Le nouveau règlement prévoit que la licence d'agent va à nouveau devenir obligatoire pour exercer la profession. De quoi réduire le nombre de personnes qui gravitent autour des joueurs au moment de leurs transferts. "Leur rémunération étant corrélée à la mobilité des joueurs, les agents ont accéléré le rythme des transferts, mettant en danger les clubs formateurs car leurs jeunes talents partent de plus en plus tôt", explique Jean-François Brocard, économiste au Centre de droit et d'économie du sport à Limoges.
Applicable en juin 2023, le règlement présenté au sommet de la FIFA en Nouvelle-Zélande prévoit notamment de rendre de nouveau obligatoire la licence FIFA pour les agents, de créer une chambre de compensation, où tous les flux d’argent devront circuler, de plafonner les commissions versées aux agents - à 10% de l’indemnité de transfert quand ils représentent le club vendeur, et à 3% du salaire du joueur lorsqu’ils représentent le joueur ou le club acquéreur-, et de mettre fin à la multiple représentation qui permettait aux agents de représenter les trois parties lors d’un transfert (joueur, clubs vendeurs et acquéreur).
De quoi remettre un peu d'ordre dans la profession, même si la limite de 10% sur l'indemnité de transfert fait craindre que cela ne permette pas de réduire le nombre très important de transactions.

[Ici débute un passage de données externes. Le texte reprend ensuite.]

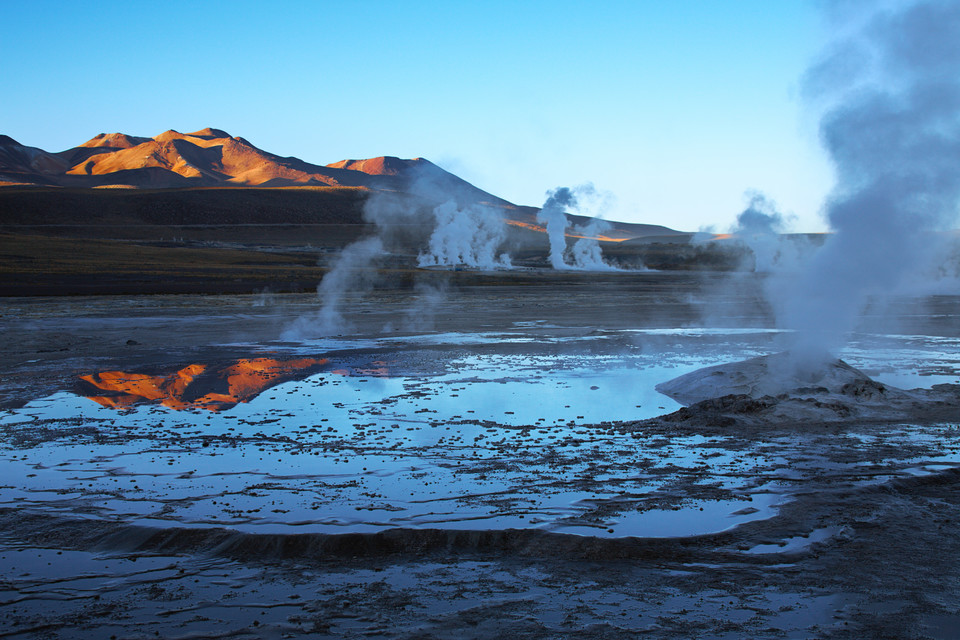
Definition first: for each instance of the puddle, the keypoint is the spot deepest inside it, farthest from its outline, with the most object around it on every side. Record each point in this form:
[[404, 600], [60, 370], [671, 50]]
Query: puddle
[[486, 436]]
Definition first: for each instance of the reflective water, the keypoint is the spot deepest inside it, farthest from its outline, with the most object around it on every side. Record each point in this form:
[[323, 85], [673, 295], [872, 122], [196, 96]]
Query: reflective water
[[486, 430]]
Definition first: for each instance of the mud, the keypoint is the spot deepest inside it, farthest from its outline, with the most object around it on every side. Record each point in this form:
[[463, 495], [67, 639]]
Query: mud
[[489, 475]]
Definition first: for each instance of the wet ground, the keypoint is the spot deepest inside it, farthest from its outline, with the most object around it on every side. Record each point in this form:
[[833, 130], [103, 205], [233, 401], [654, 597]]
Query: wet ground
[[463, 462]]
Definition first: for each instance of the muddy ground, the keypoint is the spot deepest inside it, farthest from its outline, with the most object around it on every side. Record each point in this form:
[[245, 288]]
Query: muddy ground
[[110, 527]]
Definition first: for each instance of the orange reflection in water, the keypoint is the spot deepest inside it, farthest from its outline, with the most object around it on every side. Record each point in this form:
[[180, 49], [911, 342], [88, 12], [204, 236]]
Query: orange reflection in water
[[198, 386]]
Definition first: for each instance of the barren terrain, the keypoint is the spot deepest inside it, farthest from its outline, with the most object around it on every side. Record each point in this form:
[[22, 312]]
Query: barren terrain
[[486, 463]]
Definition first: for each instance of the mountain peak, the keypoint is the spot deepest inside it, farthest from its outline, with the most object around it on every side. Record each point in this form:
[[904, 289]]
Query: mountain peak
[[380, 166], [114, 140], [210, 133]]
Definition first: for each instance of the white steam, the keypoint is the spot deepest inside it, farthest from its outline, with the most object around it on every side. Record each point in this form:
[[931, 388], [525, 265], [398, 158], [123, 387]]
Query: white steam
[[469, 236], [892, 129], [759, 227], [586, 254], [350, 273]]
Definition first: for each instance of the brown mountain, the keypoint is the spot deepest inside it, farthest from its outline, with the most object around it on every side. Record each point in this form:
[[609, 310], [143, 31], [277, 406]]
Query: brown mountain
[[209, 158]]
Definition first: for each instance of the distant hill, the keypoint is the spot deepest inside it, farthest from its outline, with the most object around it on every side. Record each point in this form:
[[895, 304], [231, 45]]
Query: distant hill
[[208, 158], [211, 158]]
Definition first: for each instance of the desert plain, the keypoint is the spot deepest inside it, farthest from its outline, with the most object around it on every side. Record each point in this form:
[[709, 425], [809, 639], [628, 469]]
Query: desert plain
[[492, 463], [191, 447]]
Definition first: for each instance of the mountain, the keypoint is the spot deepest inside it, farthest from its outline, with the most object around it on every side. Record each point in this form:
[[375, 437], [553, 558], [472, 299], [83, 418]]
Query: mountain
[[211, 158]]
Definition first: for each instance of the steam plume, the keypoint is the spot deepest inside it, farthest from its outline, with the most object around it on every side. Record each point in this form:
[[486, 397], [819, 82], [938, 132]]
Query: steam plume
[[553, 215], [467, 236], [893, 132], [586, 253], [349, 273], [759, 227]]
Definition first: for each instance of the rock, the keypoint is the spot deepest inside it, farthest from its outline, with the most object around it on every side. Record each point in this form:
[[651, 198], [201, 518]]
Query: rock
[[772, 375]]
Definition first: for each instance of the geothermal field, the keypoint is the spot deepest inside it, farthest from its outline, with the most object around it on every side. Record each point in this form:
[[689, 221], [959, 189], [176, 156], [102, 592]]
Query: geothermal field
[[492, 459], [246, 396]]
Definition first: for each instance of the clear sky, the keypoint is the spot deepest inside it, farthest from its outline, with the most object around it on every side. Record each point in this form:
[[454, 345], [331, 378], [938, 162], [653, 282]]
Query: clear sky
[[675, 108]]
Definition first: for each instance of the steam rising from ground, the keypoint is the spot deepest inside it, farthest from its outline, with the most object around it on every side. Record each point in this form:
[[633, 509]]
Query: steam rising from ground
[[469, 236], [586, 254], [760, 226], [349, 273], [892, 128]]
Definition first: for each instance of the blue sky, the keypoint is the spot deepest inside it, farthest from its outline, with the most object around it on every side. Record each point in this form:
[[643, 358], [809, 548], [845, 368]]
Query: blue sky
[[676, 109]]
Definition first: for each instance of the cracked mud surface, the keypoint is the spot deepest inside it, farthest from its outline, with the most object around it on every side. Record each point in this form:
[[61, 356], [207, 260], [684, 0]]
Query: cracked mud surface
[[499, 480]]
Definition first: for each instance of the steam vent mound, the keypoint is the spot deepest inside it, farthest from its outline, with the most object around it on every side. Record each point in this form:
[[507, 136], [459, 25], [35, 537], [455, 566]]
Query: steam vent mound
[[776, 390]]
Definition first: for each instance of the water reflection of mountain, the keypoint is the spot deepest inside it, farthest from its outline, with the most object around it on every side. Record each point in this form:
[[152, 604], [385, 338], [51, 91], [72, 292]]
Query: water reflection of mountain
[[197, 386]]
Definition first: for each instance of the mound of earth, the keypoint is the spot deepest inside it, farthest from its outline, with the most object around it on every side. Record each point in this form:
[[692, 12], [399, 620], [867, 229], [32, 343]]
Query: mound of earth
[[775, 390]]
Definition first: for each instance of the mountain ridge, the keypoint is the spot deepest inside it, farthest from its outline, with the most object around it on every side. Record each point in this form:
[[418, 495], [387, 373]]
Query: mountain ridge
[[205, 158]]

Enfin, comme le rappelle L'Humanité, "pour mieux contrôler les indemnités de transfert, la Fifa va mettre en place une chambre de compensation, qui sera installée à Paris, chargée de centraliser les paiements aux clubs formateurs (5 % du montant du transfert du joueur), mais aussi de contrôler les commissions versées aux agents. Chaque année, une grande partie de la rétribution prévue pour les clubs formateurs leur échappe, faute de centralisation de ces transactions, les clubs professionnels ayant une fâcheuse tendance à se soustraire à leurs obligations. La Fifa estime en effet à près de 400 millions de dollars le montant qui devrait être redistribué chaque année aux clubs formateurs, au lieu des 70 millions qu'ils perçoivent."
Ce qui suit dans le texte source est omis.